A total of 27 skeletons were found during the first years of excavations at the site, as well as 40,000 objects and fragments. That archaeological work was halted, however, in 2020 due to the Covid-19 pandemic and was only resumed last September.

“We can say it was one of Brazil’s largest colonial cemeteries,” Ana Nascimento, a member of an archaeological research team at the Rural Federal University of Pernambuco and coordinator of the scientific team that will carry out its dig through 2023, told Efe.

“We started to have a notion of the existence of a cemetery, but we had to follow the builder’s excavation timetable. Only after resuming our work in September did we realize there were many more (skeletons) than we’d thought,” the archaeologist said.

Her team thus far has removed 110 skeletons with the physical characteristics of Europeans, according to forensic experts. But laboratory analysis must be conducted to determine if they were Portuguese, Dutch or colonists of both nationalities.

“There was no record of the existence of a cemetery there. Only a later map with a cross next to the location of the Pilar church, but with that alone we had no certainty whatsoever and even less so of its size,” Nascimento said.

That area of the city initially was the site of a flood embankment and then of Fort Sao Jorge, which was destroyed by the Dutch.

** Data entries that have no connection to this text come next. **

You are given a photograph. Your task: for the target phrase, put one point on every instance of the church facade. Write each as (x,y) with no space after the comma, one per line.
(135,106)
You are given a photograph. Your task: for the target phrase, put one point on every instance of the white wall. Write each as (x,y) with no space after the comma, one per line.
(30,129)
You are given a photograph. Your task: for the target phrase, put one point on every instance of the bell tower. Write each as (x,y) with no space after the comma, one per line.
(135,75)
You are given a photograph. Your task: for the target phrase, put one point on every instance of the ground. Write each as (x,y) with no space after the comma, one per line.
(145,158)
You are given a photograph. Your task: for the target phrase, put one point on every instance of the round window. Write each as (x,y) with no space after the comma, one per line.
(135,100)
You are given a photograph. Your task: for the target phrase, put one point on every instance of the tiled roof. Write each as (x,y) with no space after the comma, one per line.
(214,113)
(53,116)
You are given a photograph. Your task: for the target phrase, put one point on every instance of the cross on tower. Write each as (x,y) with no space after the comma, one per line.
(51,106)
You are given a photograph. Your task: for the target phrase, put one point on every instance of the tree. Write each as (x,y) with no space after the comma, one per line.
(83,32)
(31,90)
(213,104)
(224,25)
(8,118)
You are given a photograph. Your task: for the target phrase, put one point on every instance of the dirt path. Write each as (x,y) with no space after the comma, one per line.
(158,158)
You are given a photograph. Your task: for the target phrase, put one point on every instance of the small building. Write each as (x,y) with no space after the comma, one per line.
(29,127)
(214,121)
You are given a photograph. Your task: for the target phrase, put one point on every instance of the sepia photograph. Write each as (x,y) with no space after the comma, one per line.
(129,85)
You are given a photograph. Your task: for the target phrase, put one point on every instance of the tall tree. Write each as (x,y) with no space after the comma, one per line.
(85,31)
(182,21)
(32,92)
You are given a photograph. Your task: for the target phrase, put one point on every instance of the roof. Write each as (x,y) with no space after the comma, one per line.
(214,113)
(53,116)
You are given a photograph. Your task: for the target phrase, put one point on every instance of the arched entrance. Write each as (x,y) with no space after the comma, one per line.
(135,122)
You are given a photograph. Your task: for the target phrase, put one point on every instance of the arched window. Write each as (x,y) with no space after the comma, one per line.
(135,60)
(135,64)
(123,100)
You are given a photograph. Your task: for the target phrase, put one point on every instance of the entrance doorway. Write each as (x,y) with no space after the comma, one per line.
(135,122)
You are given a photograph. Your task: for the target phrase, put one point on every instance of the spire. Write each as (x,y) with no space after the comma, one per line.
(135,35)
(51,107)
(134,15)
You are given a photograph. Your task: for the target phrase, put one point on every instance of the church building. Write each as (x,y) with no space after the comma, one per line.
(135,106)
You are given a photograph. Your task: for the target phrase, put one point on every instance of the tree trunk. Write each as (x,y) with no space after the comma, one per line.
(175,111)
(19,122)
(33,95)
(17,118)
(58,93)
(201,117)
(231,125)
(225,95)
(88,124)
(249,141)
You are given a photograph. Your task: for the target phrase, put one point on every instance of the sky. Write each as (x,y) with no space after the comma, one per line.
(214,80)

The cemetery was built at the site of the old fort, while a neighborhood founded on top of the cemetery had a tram system that was in operation until after World War II.

A portion of the ruins of the fort, the rails of the tram system, cobblestone streets and modern asphalt were all observable in different layers of soil uncovered through the excavation work.

“The important thing is we have an archaeological ensemble that tells the story from the end of the 16th century to the present day … showing the occupation of this space and how it was important to the history of Recife, Pernambuco and Brazil,” the archaeologist said.

“The skeletons tell the story: their lives, where they came from, who they were, what they ate, the cause of their death,” she added. “And there’s a lot of history to be told about the daily lives of the people who lived” in Pilar.